In November 1994, GHB was on the agenda again and the committee recommended the matter be referred to the Ministerial Committee on Drug Strategy after it was noted that it was a substance of concern to the Australian Bureau of Criminal Intelligence due to substance related deaths in the USA.
In November 1996, the committee approved an out of session Schedule 9 proposal for sodium oxybate. The committee agreed to create a new Schedule 9 entry for 4-hydroxybutanoic acid. However, due to concerns that the entry may inadvertently capture derivatives that were not of concern, the committee agreed to amend the entry to read 4-hydroxybutanoic acid and its salts so that salts could be clearly captured by the entry. Sodium oxybate was also added to the index entry for 4-hydroxybutanoic acid as a cross reference.
In June 2002, the NDPSC considered gamma-butyrolactone (GBL) as a possible derivate of GHB and as a result, the 4-hydroxybutanoic acid entry was reviewed. The committee agreed that the current scheduling of 4-hydroxybutanoic acid is consistent with the committee's intent to exclude other derivatives of 4-hydroxybutanoic acid, except its salts, from the requirements of scheduling. This was due to them being appropriately controlled through other State and Territory mechanisms. Therefore, GBL remained unscheduled.

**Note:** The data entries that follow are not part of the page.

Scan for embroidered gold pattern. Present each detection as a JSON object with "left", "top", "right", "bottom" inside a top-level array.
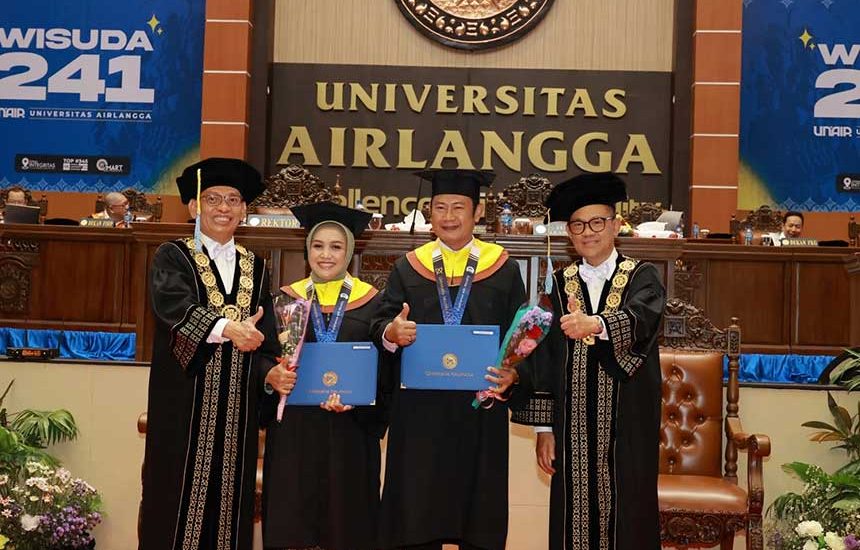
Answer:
[
  {"left": 180, "top": 239, "right": 254, "bottom": 550},
  {"left": 172, "top": 306, "right": 218, "bottom": 369},
  {"left": 511, "top": 392, "right": 555, "bottom": 426},
  {"left": 181, "top": 346, "right": 221, "bottom": 550}
]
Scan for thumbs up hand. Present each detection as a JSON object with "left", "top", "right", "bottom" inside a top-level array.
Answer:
[
  {"left": 560, "top": 296, "right": 603, "bottom": 340},
  {"left": 221, "top": 308, "right": 263, "bottom": 352},
  {"left": 383, "top": 302, "right": 416, "bottom": 347}
]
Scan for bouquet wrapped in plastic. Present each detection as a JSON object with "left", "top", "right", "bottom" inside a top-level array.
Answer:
[
  {"left": 274, "top": 294, "right": 311, "bottom": 422},
  {"left": 472, "top": 295, "right": 553, "bottom": 409}
]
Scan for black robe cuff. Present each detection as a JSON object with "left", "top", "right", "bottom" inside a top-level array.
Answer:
[{"left": 595, "top": 310, "right": 645, "bottom": 380}]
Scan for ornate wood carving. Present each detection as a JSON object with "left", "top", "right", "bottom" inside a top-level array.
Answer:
[
  {"left": 0, "top": 257, "right": 30, "bottom": 314},
  {"left": 659, "top": 298, "right": 728, "bottom": 352},
  {"left": 496, "top": 174, "right": 552, "bottom": 222},
  {"left": 740, "top": 204, "right": 782, "bottom": 232},
  {"left": 621, "top": 201, "right": 663, "bottom": 227},
  {"left": 660, "top": 510, "right": 746, "bottom": 547},
  {"left": 359, "top": 254, "right": 401, "bottom": 291},
  {"left": 248, "top": 164, "right": 339, "bottom": 213}
]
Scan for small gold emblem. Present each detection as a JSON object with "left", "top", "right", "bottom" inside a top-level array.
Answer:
[
  {"left": 221, "top": 304, "right": 241, "bottom": 321},
  {"left": 395, "top": 0, "right": 553, "bottom": 50},
  {"left": 606, "top": 292, "right": 621, "bottom": 307},
  {"left": 323, "top": 370, "right": 337, "bottom": 388},
  {"left": 209, "top": 290, "right": 224, "bottom": 307},
  {"left": 612, "top": 273, "right": 627, "bottom": 288},
  {"left": 236, "top": 292, "right": 251, "bottom": 307}
]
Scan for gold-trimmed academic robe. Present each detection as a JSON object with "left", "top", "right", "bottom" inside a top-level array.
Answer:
[
  {"left": 373, "top": 239, "right": 526, "bottom": 550},
  {"left": 512, "top": 255, "right": 666, "bottom": 550},
  {"left": 140, "top": 239, "right": 278, "bottom": 550}
]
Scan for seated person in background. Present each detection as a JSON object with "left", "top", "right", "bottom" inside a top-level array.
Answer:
[
  {"left": 92, "top": 191, "right": 128, "bottom": 227},
  {"left": 770, "top": 210, "right": 803, "bottom": 246},
  {"left": 6, "top": 187, "right": 27, "bottom": 206},
  {"left": 0, "top": 185, "right": 27, "bottom": 221}
]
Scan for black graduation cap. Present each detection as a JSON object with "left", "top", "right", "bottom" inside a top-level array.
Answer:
[
  {"left": 544, "top": 172, "right": 627, "bottom": 222},
  {"left": 415, "top": 169, "right": 496, "bottom": 204},
  {"left": 290, "top": 202, "right": 373, "bottom": 237},
  {"left": 176, "top": 157, "right": 266, "bottom": 204}
]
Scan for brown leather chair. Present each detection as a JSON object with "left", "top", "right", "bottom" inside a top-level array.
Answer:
[{"left": 657, "top": 299, "right": 770, "bottom": 549}]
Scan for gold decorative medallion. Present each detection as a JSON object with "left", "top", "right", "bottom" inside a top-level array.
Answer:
[
  {"left": 221, "top": 304, "right": 242, "bottom": 321},
  {"left": 200, "top": 271, "right": 215, "bottom": 286},
  {"left": 323, "top": 370, "right": 337, "bottom": 388},
  {"left": 236, "top": 291, "right": 251, "bottom": 307},
  {"left": 395, "top": 0, "right": 553, "bottom": 50}
]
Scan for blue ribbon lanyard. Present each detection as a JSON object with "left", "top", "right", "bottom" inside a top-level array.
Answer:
[
  {"left": 306, "top": 273, "right": 352, "bottom": 342},
  {"left": 433, "top": 245, "right": 481, "bottom": 325}
]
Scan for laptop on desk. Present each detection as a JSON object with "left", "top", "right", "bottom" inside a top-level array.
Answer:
[{"left": 3, "top": 204, "right": 40, "bottom": 224}]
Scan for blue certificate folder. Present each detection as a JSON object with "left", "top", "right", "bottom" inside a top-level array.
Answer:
[
  {"left": 400, "top": 325, "right": 499, "bottom": 391},
  {"left": 287, "top": 342, "right": 379, "bottom": 407}
]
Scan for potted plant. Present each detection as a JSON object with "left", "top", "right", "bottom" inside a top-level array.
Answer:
[
  {"left": 767, "top": 392, "right": 860, "bottom": 550},
  {"left": 0, "top": 381, "right": 101, "bottom": 550}
]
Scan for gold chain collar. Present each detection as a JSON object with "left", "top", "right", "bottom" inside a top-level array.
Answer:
[
  {"left": 185, "top": 238, "right": 254, "bottom": 321},
  {"left": 564, "top": 258, "right": 637, "bottom": 346}
]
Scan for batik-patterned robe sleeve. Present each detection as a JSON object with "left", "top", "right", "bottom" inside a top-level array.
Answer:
[
  {"left": 251, "top": 264, "right": 281, "bottom": 418},
  {"left": 149, "top": 243, "right": 221, "bottom": 375},
  {"left": 511, "top": 277, "right": 566, "bottom": 427},
  {"left": 595, "top": 263, "right": 666, "bottom": 380}
]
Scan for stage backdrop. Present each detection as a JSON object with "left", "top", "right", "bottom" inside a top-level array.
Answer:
[
  {"left": 269, "top": 63, "right": 671, "bottom": 215},
  {"left": 738, "top": 0, "right": 860, "bottom": 211},
  {"left": 0, "top": 0, "right": 205, "bottom": 196}
]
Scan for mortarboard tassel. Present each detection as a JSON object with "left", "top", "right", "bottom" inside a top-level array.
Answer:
[{"left": 194, "top": 168, "right": 203, "bottom": 252}]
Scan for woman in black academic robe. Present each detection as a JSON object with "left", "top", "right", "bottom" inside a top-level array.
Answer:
[{"left": 263, "top": 203, "right": 386, "bottom": 550}]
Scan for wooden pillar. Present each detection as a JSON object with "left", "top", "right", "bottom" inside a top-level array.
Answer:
[
  {"left": 688, "top": 0, "right": 743, "bottom": 232},
  {"left": 200, "top": 0, "right": 254, "bottom": 159}
]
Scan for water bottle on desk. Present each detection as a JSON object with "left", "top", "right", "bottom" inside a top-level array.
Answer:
[{"left": 499, "top": 203, "right": 514, "bottom": 235}]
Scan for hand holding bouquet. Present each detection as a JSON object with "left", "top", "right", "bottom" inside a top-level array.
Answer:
[
  {"left": 274, "top": 294, "right": 311, "bottom": 422},
  {"left": 472, "top": 295, "right": 553, "bottom": 409}
]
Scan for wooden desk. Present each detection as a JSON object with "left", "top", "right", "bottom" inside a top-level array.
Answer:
[{"left": 0, "top": 223, "right": 860, "bottom": 361}]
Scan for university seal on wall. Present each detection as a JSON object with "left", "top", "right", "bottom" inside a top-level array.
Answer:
[{"left": 394, "top": 0, "right": 553, "bottom": 50}]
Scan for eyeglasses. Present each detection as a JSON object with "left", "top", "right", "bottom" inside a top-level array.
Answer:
[
  {"left": 567, "top": 216, "right": 615, "bottom": 235},
  {"left": 200, "top": 193, "right": 243, "bottom": 208}
]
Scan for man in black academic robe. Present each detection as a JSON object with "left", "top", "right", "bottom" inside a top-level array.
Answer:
[
  {"left": 140, "top": 158, "right": 293, "bottom": 550},
  {"left": 512, "top": 174, "right": 666, "bottom": 550},
  {"left": 371, "top": 170, "right": 526, "bottom": 550}
]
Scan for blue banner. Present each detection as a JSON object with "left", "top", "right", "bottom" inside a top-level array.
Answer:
[
  {"left": 0, "top": 0, "right": 205, "bottom": 194},
  {"left": 738, "top": 0, "right": 860, "bottom": 211}
]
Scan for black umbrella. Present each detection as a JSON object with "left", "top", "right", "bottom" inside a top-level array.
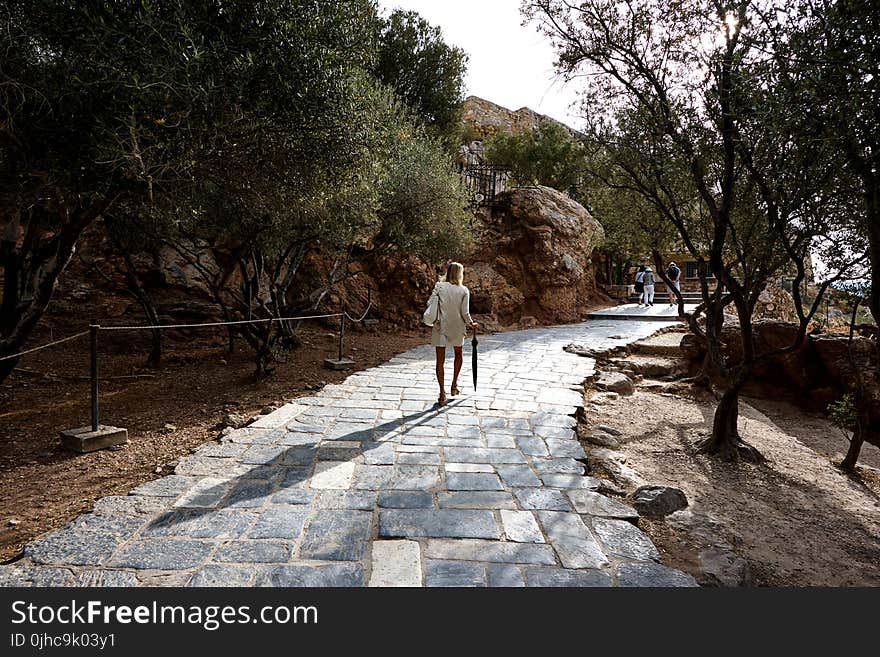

In March 2014, the Advisory Committee on Medicines Scheduling (ACMS) considered a proposal to create new entries for sodium oxybate in Schedule 8 and Appendix D, Item 1. The committee recommended that the new entries be created for sodium oxybate due to it being safe and efficacious at the therapeutic dose of 9 grams, the therapeutic need and the low potential for abuse. The committee also recommended that the Schedule 9 GHB entry be amended to exclude the Schedule 8 entry for sodium oxybate. The delegate agreed with the committee and the new entries were implemented 1 October 2014.
The Australian Register of Therapeutic Goods (ARTG) has no products containing sodium oxybate.
Sodium oxybate does not appear in the current Therapeutic Goods (Permissible Ingredients) Determination No.5 of 2017 as it is a scheduled substance and is not eligible for use in ARTG listed medicines.
In the last 30 years there have been no reported cases of adverse events related to sodium oxybate in the Database of Adverse Events Notification (DAEN) - Medicines.
- USA: sodium oxybate is classified as a prescription medicine.
- European Union (EU): The European Commission granted a marketing authorisation valid throughout the EU for Xyrem® on 13 October 2005.
- Canada: Health Canada regulates sodium oxybate as a 'Narcotic (CDSA I)' medicine.
- United Kingdom (UK): sodium oxybate is classified as a prescription medicine.
Sodium oxybate is the sodium salt of gamma hydroxybutyrate (GHB) and is a central nervous system depressant which is used to treat excessive daytime sleepiness and cataplexy in patients with narcolepsy and modifies sleep architecture reducing fragmented night-time sleep. The chemical name for sodium oxybate is sodium 4-hydroxybutyrate. The precise mechanism by which sodium oxybate produces an effect is unknown. However, sodium oxybate is thought to act by promoting slow (delta) wave sleep and consolidating night-time sleep.
The delegate considered the following in regards to this proposal:
- The Australian Health Ministers' Advisory Council's Scheduling Policy Framework (SPF 2018); and
- Section 52E (1) of the Therapeutic Goods Act 1989 in particular: (a) the risks and benefits of the use of a substance.